Thanos: query: Built-in cache for Thanos Querier backed up by Memcached

Created on 3 Apr 2019 · 5Comments · Source: thanos-io/thanos

We are missing caching layer for Querier.

There are multiple design choices we need to make on:

Should it be built-in in Querier or separate proxy
Should we use memcached backend? Should we support any others?
How to structure cache items
Should we cache Query API result or actually StoreAPI results?
Should we do it near QueryAPI or on federated Querier as well?
Should we just DON'T do it and leave that fully to Trickster: https://github.com/Comcast/trickster

AC:

Produce design proposal
Produce PoC with rough benchmarks

My plan is to start some yolo PoC for this while reusing awesome code that @tomwilkie created for Cortex: https://sourcegraph.com/github.com/cortexproject/cortex@1d0ff216199e43b7b221774b5cd56936e7d22440/-/blob/pkg/querier/frontend/frontend.go#L103 Hope I can just import it and "run" =D but probably will bumb into import issues, we will see.

Initial thoughts? Feedback? Issue for tracking mostly, and proper proposal will come after short spike.

query hard feature request / improvement P1 stale

Source

bwplotka

👍8

Most helpful comment

From my observation the two most popular external network/cluster cache protocols right now are memcached and Redis. Both have support for self-hosting and cloud providers offer them as a service.

I would suggest sticking to external caching of data that could be shared between multiple query instances.

Trickster works reasonably OK. There is a next branch that should in theory improve a number of things. But, I agree, it doesn't really understand the data model, plus as a "dumb" cache, it can't to cache eviction.

SuperQ on 3 Apr 2019

👍4

All 5 comments

Initial thoughts:

Should it be built-in in Querier or separate proxy

Built-in as first step, as we might want to make it more complex in future, plust it already alter a query bit (chop it, align) - (e.g mixed caching of results for QueryAPI and StoreAPI). We can always produce proxy-like bit in future..

Should we use memcached backend? Should we support any others?

I have a very good expierience with Memcached so far, we used it everywhere, again, there will be dep hell and code scope creep if we will allow ANY backend, so we need to be careful.

How to structure cache items

:man_shrugging: Need to dive in to Cortex and Trickster caches.

Should we cache Query API result or actually StoreAPI results?

Result is easy win for now, but I feel like something in middle (caching PromQL evaluations) might be better. I think we should start with QueryAPI results, benchmark and iterate. Also worth to sync with Cortex guys on this - they are solving same problem.
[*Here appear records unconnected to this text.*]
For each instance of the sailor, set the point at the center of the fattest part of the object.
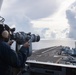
(9, 57)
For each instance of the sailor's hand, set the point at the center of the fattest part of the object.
(26, 45)
(10, 42)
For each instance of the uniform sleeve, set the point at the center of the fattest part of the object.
(12, 58)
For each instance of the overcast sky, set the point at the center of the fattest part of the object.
(51, 19)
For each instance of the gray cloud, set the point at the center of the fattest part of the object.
(71, 16)
(22, 23)
(34, 9)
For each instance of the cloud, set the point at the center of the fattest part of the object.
(25, 15)
(34, 9)
(71, 16)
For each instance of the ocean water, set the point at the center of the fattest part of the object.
(49, 43)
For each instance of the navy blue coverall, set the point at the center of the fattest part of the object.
(9, 58)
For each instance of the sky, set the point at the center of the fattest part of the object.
(51, 19)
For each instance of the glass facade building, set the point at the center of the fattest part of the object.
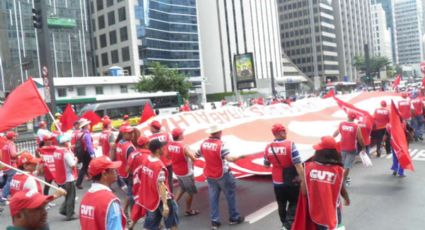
(168, 30)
Should we do it near QueryAPI or on federated Querier as well?

Query API for now, as we care about caching results as a first step.

Should we just DON'T do it and leave that fully to Trickster: https://github.com/Comcast/trickster

IMO, no as "Trickster" is not working well for users, mostly because of lack of understanding of PartialResponse strategies Querier allows. Also we would be forced to use results caching only.

bwplotka on 3 Apr 2019

From my observation the two most popular external network/cluster cache protocols right now are memcached and Redis. Both have support for self-hosting and cloud providers offer them as a service.

I would suggest sticking to external caching of data that could be shared between multiple query instances.

SuperQ on 3 Apr 2019

👍4

Not bad in terms of deps I guess.

bwplotka on 6 Apr 2019

👍1

Update

The work to embed caching in Querier is potentially no longer needed as you can run Cortex query-frontend on top of any Prometheus query range API (: You can learn more about this in meetup video here

It's definitely a way to go, we already started to run thins on Production with Thanos (: We are now discussing the possibility to move query-frontend to separate neutral project: here

This will have many benefits e.g will allow us to properly document, and recommend using this. We can also definitely discuss the possibility to embed this logic inside Querier, but it will be much easier if query-frontend would be a separate project to do so (dependencies).

bwplotka on 17 Sep 2019

👍3

This issue has been automatically marked as stale because it has not had recent activity. It will be closed if no further activity occurs. Thank you for your contributions.